Viola snorted, unable to hold it in. “You? Not causing trouble? That’s the biggest lie I’ve heard all week.”
Ludger frowned mildly. “You think I was difficult?”
“I think you probably came out scowling and scheduling construction work,” she said, grinning. “Your poor mother never stood a chance.”
Even Torvares cracked a smile at that, while Luna covered a chuckle behind her hand. Ludger just sighed—the long-suffering kind—but didn’t deny it.
“Maybe,” he admitted. “But at least I’m good with the next generation.”
“That,” Viola said, still smiling, “is the only miracle I’ll believe in today.”
The laughter that followed wasn’t loud, but it filled the old room better than any fire could—brief warmth before the next storm inevitably found them.

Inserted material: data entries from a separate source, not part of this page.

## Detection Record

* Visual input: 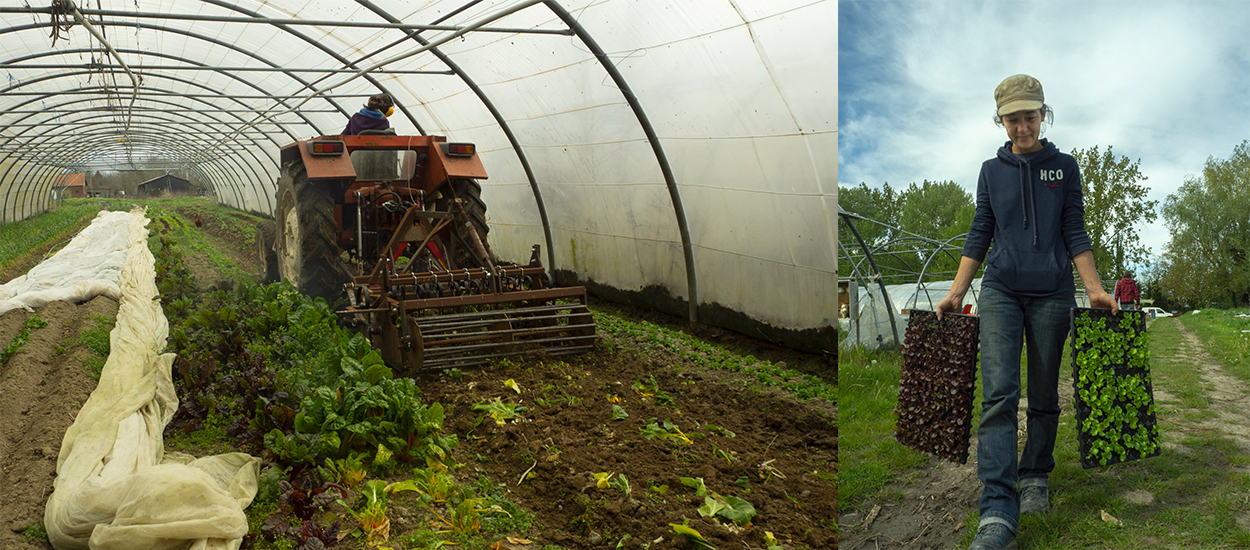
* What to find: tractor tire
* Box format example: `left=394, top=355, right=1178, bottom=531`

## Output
left=255, top=221, right=283, bottom=285
left=274, top=161, right=351, bottom=306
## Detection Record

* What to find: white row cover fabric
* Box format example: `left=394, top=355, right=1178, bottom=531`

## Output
left=0, top=211, right=134, bottom=314
left=44, top=211, right=260, bottom=550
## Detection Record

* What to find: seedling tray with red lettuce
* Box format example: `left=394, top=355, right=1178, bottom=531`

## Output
left=1070, top=308, right=1160, bottom=468
left=894, top=310, right=980, bottom=464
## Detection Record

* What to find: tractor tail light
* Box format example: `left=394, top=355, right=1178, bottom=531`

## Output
left=448, top=144, right=478, bottom=156
left=309, top=141, right=345, bottom=156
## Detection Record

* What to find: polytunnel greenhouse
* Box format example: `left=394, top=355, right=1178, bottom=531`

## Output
left=0, top=0, right=838, bottom=550
left=0, top=0, right=838, bottom=353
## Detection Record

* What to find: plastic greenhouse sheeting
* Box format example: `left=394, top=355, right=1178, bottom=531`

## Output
left=44, top=211, right=260, bottom=550
left=0, top=0, right=838, bottom=344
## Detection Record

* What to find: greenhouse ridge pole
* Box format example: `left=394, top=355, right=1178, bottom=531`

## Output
left=838, top=206, right=903, bottom=345
left=356, top=0, right=555, bottom=278
left=544, top=0, right=699, bottom=325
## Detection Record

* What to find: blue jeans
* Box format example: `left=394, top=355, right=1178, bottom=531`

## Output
left=976, top=286, right=1076, bottom=531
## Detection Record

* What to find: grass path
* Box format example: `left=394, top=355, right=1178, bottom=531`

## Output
left=840, top=316, right=1250, bottom=549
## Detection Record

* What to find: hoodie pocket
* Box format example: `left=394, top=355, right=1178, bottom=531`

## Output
left=994, top=249, right=1071, bottom=294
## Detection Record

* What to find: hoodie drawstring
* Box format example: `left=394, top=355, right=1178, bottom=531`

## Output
left=1016, top=161, right=1038, bottom=248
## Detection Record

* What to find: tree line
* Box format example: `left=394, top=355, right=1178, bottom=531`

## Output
left=838, top=141, right=1250, bottom=309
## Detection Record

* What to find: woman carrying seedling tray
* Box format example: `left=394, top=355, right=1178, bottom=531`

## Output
left=936, top=75, right=1119, bottom=550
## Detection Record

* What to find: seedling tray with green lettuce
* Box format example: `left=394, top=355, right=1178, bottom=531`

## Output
left=894, top=310, right=980, bottom=464
left=1070, top=308, right=1160, bottom=468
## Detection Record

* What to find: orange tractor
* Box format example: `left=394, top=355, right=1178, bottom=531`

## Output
left=258, top=135, right=595, bottom=370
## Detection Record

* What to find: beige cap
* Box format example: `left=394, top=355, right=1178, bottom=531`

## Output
left=994, top=75, right=1046, bottom=116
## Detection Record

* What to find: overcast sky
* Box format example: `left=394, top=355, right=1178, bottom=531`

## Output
left=838, top=0, right=1250, bottom=265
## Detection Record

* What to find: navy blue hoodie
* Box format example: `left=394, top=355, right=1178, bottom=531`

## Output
left=963, top=140, right=1093, bottom=296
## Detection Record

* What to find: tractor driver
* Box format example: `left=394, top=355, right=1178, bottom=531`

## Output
left=343, top=94, right=395, bottom=135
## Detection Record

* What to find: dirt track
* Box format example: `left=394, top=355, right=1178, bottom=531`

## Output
left=0, top=207, right=838, bottom=550
left=0, top=296, right=118, bottom=549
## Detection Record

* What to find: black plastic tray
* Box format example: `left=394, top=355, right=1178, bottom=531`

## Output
left=1069, top=308, right=1161, bottom=468
left=894, top=310, right=980, bottom=464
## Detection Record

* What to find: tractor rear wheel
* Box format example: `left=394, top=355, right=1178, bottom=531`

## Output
left=274, top=161, right=351, bottom=306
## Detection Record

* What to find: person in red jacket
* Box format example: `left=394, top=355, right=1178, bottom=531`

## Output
left=1115, top=271, right=1141, bottom=310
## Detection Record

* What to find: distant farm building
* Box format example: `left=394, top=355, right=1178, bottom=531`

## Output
left=139, top=174, right=196, bottom=196
left=53, top=174, right=86, bottom=199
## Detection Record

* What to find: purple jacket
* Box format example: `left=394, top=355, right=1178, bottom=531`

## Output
left=343, top=109, right=390, bottom=135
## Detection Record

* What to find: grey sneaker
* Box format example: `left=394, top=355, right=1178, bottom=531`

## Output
left=1020, top=485, right=1050, bottom=515
left=968, top=524, right=1019, bottom=550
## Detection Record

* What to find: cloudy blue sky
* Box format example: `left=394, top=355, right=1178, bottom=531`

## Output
left=838, top=0, right=1250, bottom=263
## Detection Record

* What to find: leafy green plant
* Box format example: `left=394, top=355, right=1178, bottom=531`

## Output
left=21, top=521, right=49, bottom=545
left=1073, top=311, right=1159, bottom=465
left=338, top=480, right=390, bottom=546
left=326, top=453, right=369, bottom=489
left=0, top=313, right=48, bottom=365
left=295, top=335, right=458, bottom=463
left=0, top=204, right=100, bottom=270
left=698, top=493, right=755, bottom=528
left=470, top=398, right=529, bottom=426
left=609, top=474, right=631, bottom=496
left=678, top=478, right=708, bottom=496
left=669, top=524, right=716, bottom=550
left=631, top=374, right=673, bottom=405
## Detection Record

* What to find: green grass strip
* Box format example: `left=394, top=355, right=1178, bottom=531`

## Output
left=0, top=204, right=100, bottom=270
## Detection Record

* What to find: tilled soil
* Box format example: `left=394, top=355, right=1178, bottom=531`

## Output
left=0, top=296, right=118, bottom=549
left=0, top=213, right=838, bottom=550
left=418, top=336, right=838, bottom=550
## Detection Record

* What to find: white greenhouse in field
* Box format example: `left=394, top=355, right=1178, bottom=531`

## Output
left=0, top=0, right=838, bottom=353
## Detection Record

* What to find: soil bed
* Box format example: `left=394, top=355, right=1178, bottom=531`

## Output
left=0, top=205, right=838, bottom=550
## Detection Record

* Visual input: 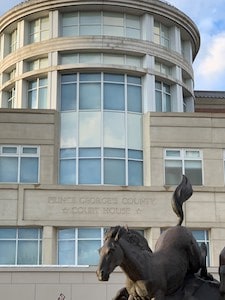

Lord Torvares let the laughter fade before speaking again, his tone returning to something lighter but edged with curiosity.
“And what about Freyra?” he asked. “Will she be difficult to manage? The northerners don’t exactly have a reputation for taking orders.”
Ludger leaned back slightly, the hint of a smirk crossing his face. “I’ve had plenty of experience managing difficult kids—thanks to Viola—so it shouldn’t be much of an issue.”
Viola narrowed her eyes immediately. “Excuse me?”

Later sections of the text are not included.